Avec ces défaillances de la modernité, les «grands récits» sont devenus peu crédibles.. Faudrait-il les réancrer dans le «mythe»? Cela n'aurait aucun sens.. Ce genre d'organisation est opposée aux grands récits de légitimation de la modernité occidentale qui visent plutôt le «dépassement» de l'identité culturelle particulière (fondée dans le mythe) vers une identité civique universelle.. Cependant, on ne voit pas comment un tel dépassement peut avoir lieu si les grands récits sont mis en échec.. Il semble plutôt se passer le contraire: le renforcement des légitimités locales et la dissipation d'un horizon universel d'émancipation..
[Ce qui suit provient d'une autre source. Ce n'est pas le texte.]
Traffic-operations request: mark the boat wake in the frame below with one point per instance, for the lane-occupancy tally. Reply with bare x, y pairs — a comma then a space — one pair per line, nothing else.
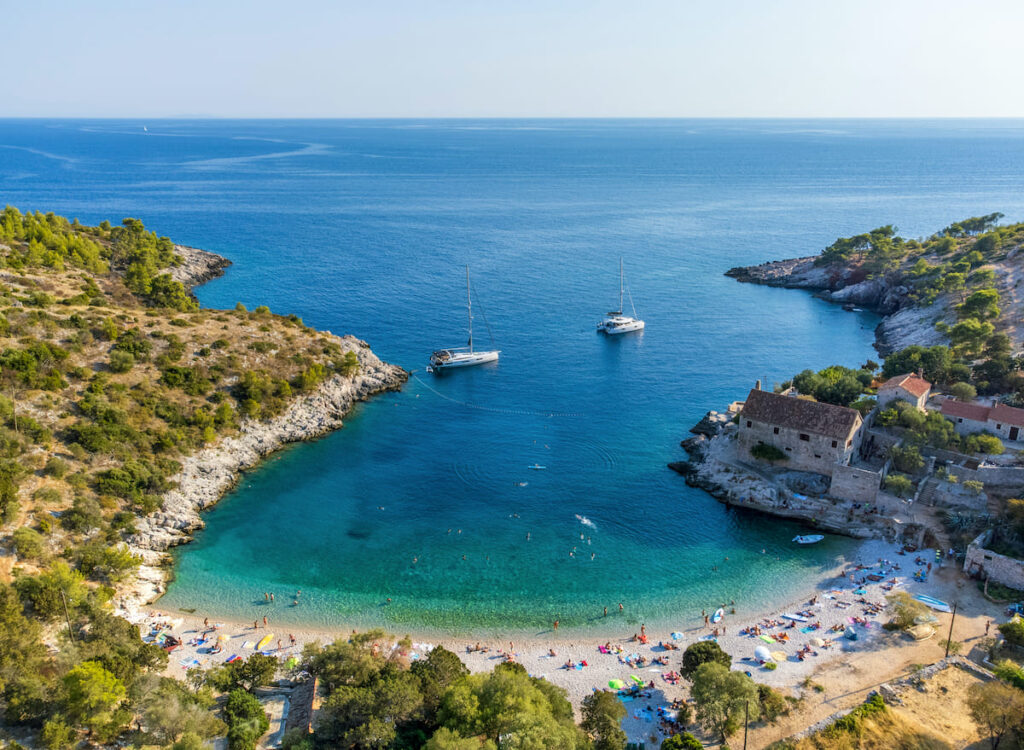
586, 522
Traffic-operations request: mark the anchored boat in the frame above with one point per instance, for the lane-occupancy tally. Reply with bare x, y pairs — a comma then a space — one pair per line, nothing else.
614, 322
463, 356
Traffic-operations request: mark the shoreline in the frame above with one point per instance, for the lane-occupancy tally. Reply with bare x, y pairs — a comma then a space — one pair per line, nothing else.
531, 649
208, 474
Si la légitimation ne se fonde sur aucune autorité, aucune raison dernière, le projet d'autopossession s'échappe à lui-même: c'est la raison pour laquelle la sphère de la technoscience est autonome et fonctionne en elle-même malgré l'aporie de l'«autorisation» (la légitimité).. La technoscience ne répond pas aux demandes issues des besoins de l'homme..

Selon Lyotard, «il existe une sorte de destinée, de destination involontaire (Heidegger?) à une condition de plus en plus complexe. Nos demandes de sécurité, d'identité, de bonheur, qui proviennent de notre condition immédiate d'êtres vivants, et même d'êtres sociaux, paraissent aujourd'hui sans aucune pertinence avec cette sorte de contrainte à complexifier, médiatiser, numériser et synthétiser n'importe quel objet, et à en modifier l'échelle. Nous sommes dans le monde technoscientifique comme des Gulliver, tantôt trop grands, tantôt trop petits, jamais à la bonne échelle. Dans cette perspective, l'exigence de simplicité apparaît en général, aujourd'hui, comme une promesse de barbarie. Il faudrait, sur ce même point, élaborer la question suivante: l'humanité se divise en deux parties. L'une affronte le défi de la complexité, l'autre l'ancien, le terrible défi de sa survie. C'est peut-être le principal aspect de l'échec du projet moderne, qui devait valoir, en principe, pour l'humanité dans son ensemble.»